The Most Critical Error Investors Make Online
Are You A Landlord or A Tenant?
Over the last couple of years I've seen small businesses and newbie investors migrate all of their marketing efforts to subscription based template websites and social media sites that allow business listings. It’s free, it’s cheap, it’s easy and it allows them to get in the game. It’s the biggest mistake any business owner could make.
What happens when the template website that you subscribe to goes out of business or sells itself to another entity? What are you going to do when a social media site decides to shut down your fan page or business page?
The Rented Business Model
If you’re running a successful online business then you’re creating content on a weekly basis. Real estate investors make the mistake of publishing the content for social media sites like Facebook Fan Pages, LinkedIn business pages, Google+ and other online communities. Once published the content belongs to the media outlet. The more value you create through the content the more valuable the online outlet becomes. You’re basically a slave to the media outlet.
Think of Facebook, LinkedIn, Google+, and Ebay as a digital landlord. They allow you to use their platform but they have all of the control. If and when the landlord decides to change their offerings or stop allowing content marketing by individuals then your business is dead in the water.
You have no equity with this business model.
If your business model depends on lead generation companies (buying leads) social media sites or subscription based websites then you have a rented business. You’re the tenant, they’re the landlord.
I thought you got into this industry because you wanted to be the landlord, you wanted to be the one that makes the rules and reaps the rewards. So, why are you so quick to be tenant?
A few of you will comment on how unlikely this is to happen but ask yourself if it does happen then what do you have to do to make it right?

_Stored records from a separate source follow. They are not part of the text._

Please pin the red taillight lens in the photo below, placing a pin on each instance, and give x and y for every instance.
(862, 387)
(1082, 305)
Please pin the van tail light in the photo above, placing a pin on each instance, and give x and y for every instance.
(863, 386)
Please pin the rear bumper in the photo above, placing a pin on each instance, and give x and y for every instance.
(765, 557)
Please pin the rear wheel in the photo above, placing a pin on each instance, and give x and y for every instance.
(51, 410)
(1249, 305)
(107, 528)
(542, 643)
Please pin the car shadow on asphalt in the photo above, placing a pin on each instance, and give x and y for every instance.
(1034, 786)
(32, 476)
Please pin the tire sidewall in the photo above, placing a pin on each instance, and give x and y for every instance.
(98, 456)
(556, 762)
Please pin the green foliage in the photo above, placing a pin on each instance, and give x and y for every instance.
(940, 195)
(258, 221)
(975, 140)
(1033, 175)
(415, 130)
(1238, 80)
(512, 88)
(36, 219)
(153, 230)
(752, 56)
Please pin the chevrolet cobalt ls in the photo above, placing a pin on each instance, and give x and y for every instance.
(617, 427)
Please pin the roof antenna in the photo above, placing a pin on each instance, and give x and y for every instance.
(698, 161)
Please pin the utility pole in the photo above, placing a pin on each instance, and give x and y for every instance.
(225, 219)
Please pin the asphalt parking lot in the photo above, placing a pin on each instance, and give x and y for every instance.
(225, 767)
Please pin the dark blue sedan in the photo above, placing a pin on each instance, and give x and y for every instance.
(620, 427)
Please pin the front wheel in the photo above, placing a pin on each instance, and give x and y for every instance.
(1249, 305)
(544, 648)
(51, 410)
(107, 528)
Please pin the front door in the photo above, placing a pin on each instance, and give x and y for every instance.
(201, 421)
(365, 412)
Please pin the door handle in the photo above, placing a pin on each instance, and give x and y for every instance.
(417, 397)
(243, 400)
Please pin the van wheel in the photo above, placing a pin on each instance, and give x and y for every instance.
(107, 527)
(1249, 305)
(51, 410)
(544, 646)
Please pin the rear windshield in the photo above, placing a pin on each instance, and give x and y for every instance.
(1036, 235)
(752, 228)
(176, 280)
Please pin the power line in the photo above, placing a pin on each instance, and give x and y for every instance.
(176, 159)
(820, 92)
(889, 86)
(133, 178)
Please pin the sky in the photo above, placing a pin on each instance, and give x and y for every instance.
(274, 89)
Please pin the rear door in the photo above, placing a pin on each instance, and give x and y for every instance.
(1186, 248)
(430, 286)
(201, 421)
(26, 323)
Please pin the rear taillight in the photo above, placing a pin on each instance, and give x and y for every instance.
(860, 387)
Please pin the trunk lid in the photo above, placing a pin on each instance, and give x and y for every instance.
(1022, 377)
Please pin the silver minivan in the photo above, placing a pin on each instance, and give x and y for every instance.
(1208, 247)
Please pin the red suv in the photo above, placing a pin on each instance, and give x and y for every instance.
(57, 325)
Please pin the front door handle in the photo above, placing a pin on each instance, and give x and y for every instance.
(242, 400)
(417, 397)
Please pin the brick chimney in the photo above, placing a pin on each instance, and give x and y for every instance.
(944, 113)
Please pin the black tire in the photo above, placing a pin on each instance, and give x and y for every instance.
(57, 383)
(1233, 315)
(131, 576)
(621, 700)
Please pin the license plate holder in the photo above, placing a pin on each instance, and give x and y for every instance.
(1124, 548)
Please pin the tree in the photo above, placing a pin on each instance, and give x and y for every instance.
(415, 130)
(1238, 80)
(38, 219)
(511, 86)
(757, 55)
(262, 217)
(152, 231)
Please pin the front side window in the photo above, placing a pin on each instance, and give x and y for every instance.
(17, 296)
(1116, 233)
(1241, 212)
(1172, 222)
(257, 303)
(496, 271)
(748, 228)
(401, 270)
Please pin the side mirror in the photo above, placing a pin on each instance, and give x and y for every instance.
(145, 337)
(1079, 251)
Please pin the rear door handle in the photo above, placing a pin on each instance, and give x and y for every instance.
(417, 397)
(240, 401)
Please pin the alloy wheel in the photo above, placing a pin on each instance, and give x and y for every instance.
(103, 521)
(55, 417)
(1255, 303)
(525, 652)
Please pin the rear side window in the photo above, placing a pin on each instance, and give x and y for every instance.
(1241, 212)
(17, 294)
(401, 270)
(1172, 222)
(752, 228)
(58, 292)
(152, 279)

You have to start from the beginning. You have to build a brand new We Buy Houses or I Buy Houses business from the ground up and your competition is now years ahead of you when it comes to search engine ranking, back link profiles, and domain authority.
This goes for all of you that depend on the MLS for investments. You’re feeling the pain right now because the MLS deals have dried up due to large buyers of single family homes.
I’m not saying social media sites or the MLS are bad for business but you need to use them as tools to build your business.
Spend your time and money building assets that you own and control. Have others work for you to help build your online real estate portfolio.
Top 3 Online Real Estate Assets:
1. A website that you own and the hosting
2. All original content, no copied junk, no link networks
3. Online reputation that adds value to your industry
Do these 3 things and you're the landlord.
Do these 3 things and you’ll build tremendous equity on and offline.
Comments (1)
Great article Jerred! Not sure if most people are ready for this understanding though. The internet is real estate that is never going to stop appreciating!